It was extraordinary day for Great Britain’s team when on the second day of Paralympic Games they won their seventh gold medal proving why European countries are the best for differently-able people. 23 year old sprinter Jonnie Peacock retained his T44 100m title winning seventh medal for GB. Before him cyclists Jody Cundy, Sophie Thornhill with Helen Scott won gold medals in the velodrome. 15 year old Ellie Robinson won gold in the pool and Georgie Hermitage, Libby Clegg and Spohie Hahn claimed gold in their respective 100m finals.
It was also record made by GB team by winning three gold medals in just nine minutes taking their medal tally to 27 including 12 gold. There were record pouring for GB Paralympic team as Robinson set a Paralympic record in pool in 50m butterfly S6 in 35.58 seconds. Thornhill and Scott in the women’s B 1,000m time trial also set the games record. Hermitage wasn’t behind when a world record of 13.13 seconds was set to win the T37 title.

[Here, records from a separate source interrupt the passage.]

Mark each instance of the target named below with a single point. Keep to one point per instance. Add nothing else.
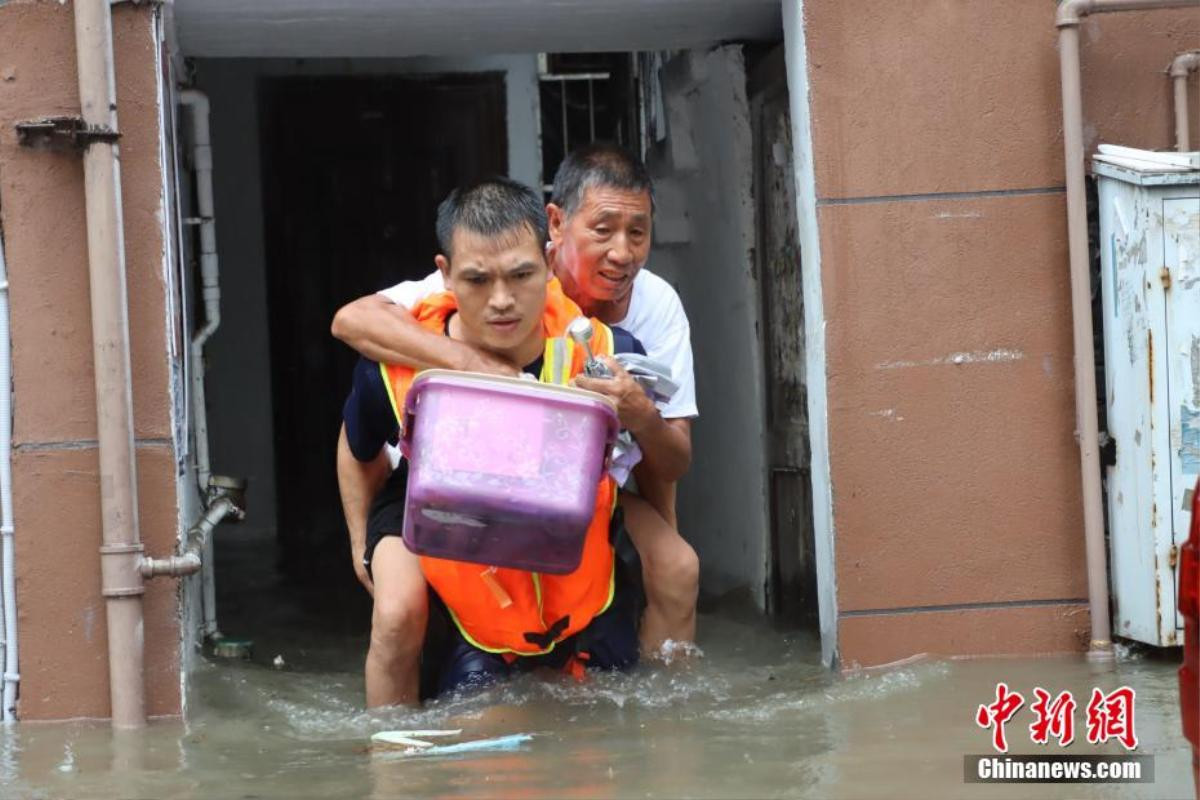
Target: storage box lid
(1146, 167)
(509, 386)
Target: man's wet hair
(492, 206)
(600, 163)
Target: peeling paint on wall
(1189, 440)
(1195, 371)
(977, 356)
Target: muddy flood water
(756, 716)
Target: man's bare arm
(358, 483)
(387, 332)
(666, 444)
(666, 447)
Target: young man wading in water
(600, 228)
(499, 296)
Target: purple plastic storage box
(503, 471)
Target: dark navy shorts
(449, 661)
(610, 642)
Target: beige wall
(57, 493)
(937, 151)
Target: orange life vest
(502, 609)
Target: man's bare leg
(670, 572)
(397, 625)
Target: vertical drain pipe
(1068, 19)
(1181, 66)
(9, 577)
(120, 554)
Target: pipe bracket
(63, 133)
(120, 569)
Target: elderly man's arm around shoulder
(388, 332)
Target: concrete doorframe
(814, 326)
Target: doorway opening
(328, 174)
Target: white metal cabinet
(1150, 270)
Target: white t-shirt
(655, 318)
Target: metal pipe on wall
(1181, 66)
(1068, 18)
(121, 551)
(7, 578)
(210, 281)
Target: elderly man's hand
(634, 405)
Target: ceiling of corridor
(403, 28)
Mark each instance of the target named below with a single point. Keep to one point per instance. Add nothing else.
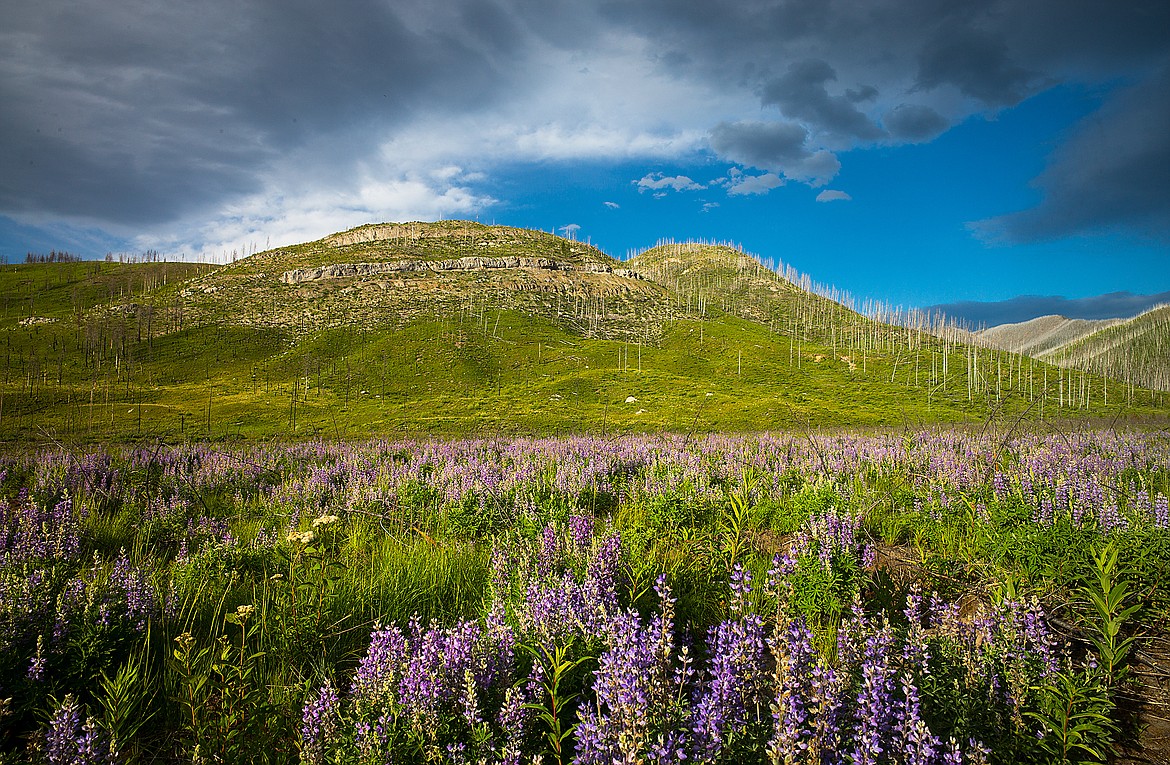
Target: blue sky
(1000, 159)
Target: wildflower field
(931, 597)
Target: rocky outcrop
(349, 270)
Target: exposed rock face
(343, 270)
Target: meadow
(915, 597)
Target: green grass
(138, 353)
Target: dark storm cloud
(133, 112)
(927, 64)
(778, 146)
(1030, 307)
(800, 94)
(1113, 174)
(976, 62)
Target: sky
(986, 157)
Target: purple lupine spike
(319, 722)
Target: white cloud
(744, 184)
(660, 183)
(276, 219)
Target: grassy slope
(1138, 350)
(504, 367)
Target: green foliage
(553, 710)
(1078, 715)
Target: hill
(1135, 350)
(456, 328)
(1043, 335)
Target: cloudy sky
(920, 152)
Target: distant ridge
(1135, 350)
(1043, 335)
(458, 328)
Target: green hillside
(458, 328)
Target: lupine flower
(319, 724)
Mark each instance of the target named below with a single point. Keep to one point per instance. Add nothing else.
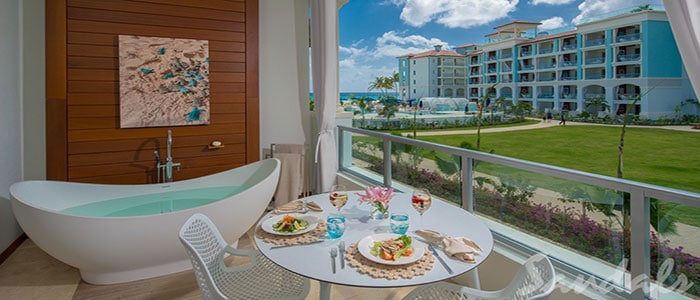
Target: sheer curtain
(324, 67)
(684, 16)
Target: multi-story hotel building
(615, 58)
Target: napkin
(297, 206)
(290, 207)
(313, 206)
(461, 248)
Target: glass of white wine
(421, 200)
(338, 196)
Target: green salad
(290, 224)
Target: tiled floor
(30, 273)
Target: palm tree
(598, 104)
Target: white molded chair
(258, 279)
(534, 280)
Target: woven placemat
(313, 235)
(377, 270)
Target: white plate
(365, 248)
(267, 224)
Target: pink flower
(378, 196)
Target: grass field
(651, 155)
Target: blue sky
(373, 33)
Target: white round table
(313, 261)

Libby also broke the world record winning T11100m finishing on the podium for GB team.
Within nine minutes it was the first gold medal by Cundy and his third Paralympic gold, the second was by Hermitage and the third went to European champion Hahn. Medals were pouring for GB team in pools and athletics. Rodgers won Britain’s second swimming medal, 16 year old White secured bronze in freestyle in his first Paralympics, Clegg won gold by two hundredth of a second in 100m final. Hermitage only took up athletics after watching Mo Farah win two gold in London Olympics.
It was a great day for GB team as they pocket maximum number of medals. Paralympics is a place to uplift the courage and strength of differently abled individuals. Winning or even participating in Paralympics give inner power to athletes to lead normal life and feel normal. There is a reason Paralympics is played after Summer and Winter Olympics because they are not less than anyone in the world.